Is there anyway of creating a custom splash screen for the latest iteration of LR?

I know there was with previous versions, but I can't see way of doing it with the current version.

Thanks


----------



## Rob_Cullen (Feb 11, 2018)

Depend what you mean by "Current Version"- Current version of LR-CLassi or LR-CC?
I have tested and custom splash screen works with my Classic 7.1 in WIndows-10

Design your Splash screen image up to 900x600px and save as JPG or PNG.
Create a folder "Splash Screen" in the "Lightroom" folder where all the Presets folders exist.
Turn on the "Splash Screen" option in the Preferences.

https://petapixel.com/2014/12/03/neat-trick-customize-lightroom-5-splash-screen-image-less-minute/


----------



## fotoworx (Feb 12, 2018)

Appreciate the reply.

I'm using Adobe subsciption now so I have both LR's on my PC, but the one that I use is LR Classic (well I think its Classic as it is confusing!) its the one with the short haired lady with glasses on the splash screen *not* the one with the brown leaf on the splash screen.


----------



## Rob_Cullen (Feb 12, 2018)

Ok - if LR-Classic  To be sure open Lightroom, go _Menu > Help > System Info._..,   and the top line in the box will give you details.
And my post above will still be the answer.  It is possible.

A screen-clip of my Splash Screen image in the Lightroom folder-   C:\Users\Master\AppData\Roaming\Adobe\Lightroom\Splash Screen


----------



## fotoworx (Feb 12, 2018)

Brilliant thank you very much mate, much appreciated!

And thanks for the screen shot of your folder.


----------



## fotoworx (Feb 12, 2018)

Bummer....I don't have a folder called splashscreen.


----------



## Rob_Cullen (Feb 12, 2018)

fotoworx said:


> .I don't have a folder called splashscreen.

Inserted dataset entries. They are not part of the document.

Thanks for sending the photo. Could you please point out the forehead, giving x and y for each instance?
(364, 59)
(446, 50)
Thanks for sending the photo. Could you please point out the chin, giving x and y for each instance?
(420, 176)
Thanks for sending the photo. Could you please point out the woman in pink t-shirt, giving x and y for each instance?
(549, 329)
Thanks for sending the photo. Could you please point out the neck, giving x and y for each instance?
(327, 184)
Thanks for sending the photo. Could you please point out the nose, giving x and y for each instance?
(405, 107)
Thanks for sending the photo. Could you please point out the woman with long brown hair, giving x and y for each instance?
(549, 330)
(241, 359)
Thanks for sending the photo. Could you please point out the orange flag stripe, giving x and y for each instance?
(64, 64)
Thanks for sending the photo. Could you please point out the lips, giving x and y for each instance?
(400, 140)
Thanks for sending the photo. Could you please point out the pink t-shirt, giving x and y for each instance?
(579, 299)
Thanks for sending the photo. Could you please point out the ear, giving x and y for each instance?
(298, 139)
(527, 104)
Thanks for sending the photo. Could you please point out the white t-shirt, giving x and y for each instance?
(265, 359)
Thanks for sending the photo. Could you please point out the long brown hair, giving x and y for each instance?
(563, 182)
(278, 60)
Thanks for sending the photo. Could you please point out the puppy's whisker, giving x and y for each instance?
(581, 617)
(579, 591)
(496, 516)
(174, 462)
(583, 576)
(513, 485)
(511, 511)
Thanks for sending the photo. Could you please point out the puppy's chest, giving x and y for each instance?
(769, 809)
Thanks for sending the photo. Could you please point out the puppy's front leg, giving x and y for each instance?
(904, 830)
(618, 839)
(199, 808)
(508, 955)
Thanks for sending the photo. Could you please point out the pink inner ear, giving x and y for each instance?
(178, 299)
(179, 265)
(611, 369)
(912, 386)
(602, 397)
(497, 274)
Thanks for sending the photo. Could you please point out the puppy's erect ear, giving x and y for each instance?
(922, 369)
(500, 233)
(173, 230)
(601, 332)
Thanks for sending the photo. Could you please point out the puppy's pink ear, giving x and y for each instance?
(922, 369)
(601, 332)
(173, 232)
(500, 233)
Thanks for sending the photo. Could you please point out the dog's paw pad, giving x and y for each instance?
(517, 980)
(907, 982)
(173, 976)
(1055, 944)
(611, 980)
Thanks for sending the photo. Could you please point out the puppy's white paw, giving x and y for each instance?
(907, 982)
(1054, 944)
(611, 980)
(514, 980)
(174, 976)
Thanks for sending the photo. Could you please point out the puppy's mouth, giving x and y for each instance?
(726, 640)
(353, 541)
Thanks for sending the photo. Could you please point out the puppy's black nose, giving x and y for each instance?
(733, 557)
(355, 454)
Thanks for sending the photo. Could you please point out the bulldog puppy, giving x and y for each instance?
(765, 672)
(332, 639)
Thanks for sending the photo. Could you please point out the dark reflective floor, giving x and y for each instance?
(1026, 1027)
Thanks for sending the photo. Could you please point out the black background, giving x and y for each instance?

Open the {Lightroom} folder in File Explorer and create the 'New' folder within. Save the Splash image in this 'new' {Splash Screen} folder.
You can also find the path to the {Lightroom} folder by opening Lightrooms' Preferences, select the [Presets] tab, click on the button- [Show Lightroom Presets Folder...]
If you store your Presets "With the Catalog" then the Presets will be in a folder called {Lightroom Settings} that will be next to your Catalog .LRCAT file.


----------



## fotoworx (Feb 13, 2018)

Very much appreciate all the help that you've given.

Thanks


----------



## semi (Feb 11, 2019)

hellow!

how can i do so for  all users? i tried to do as you said, it works great,  but it's only for the current user. I need something like user "public" to put in?


----------



## Rob_Cullen (Feb 12, 2019)

semi said:


> hellow!
> how can i do so for  all users? i tried to do as you said, it works great,  but it's only for the current user. I need something like user "public" to put in?


I have always been an 'Adminstator" single User, but I guess that each 'User' will simply need to create the Splash Screen folder with image as detailed in the link in Post#2 above. (Copy&Paste the Folder?)


----------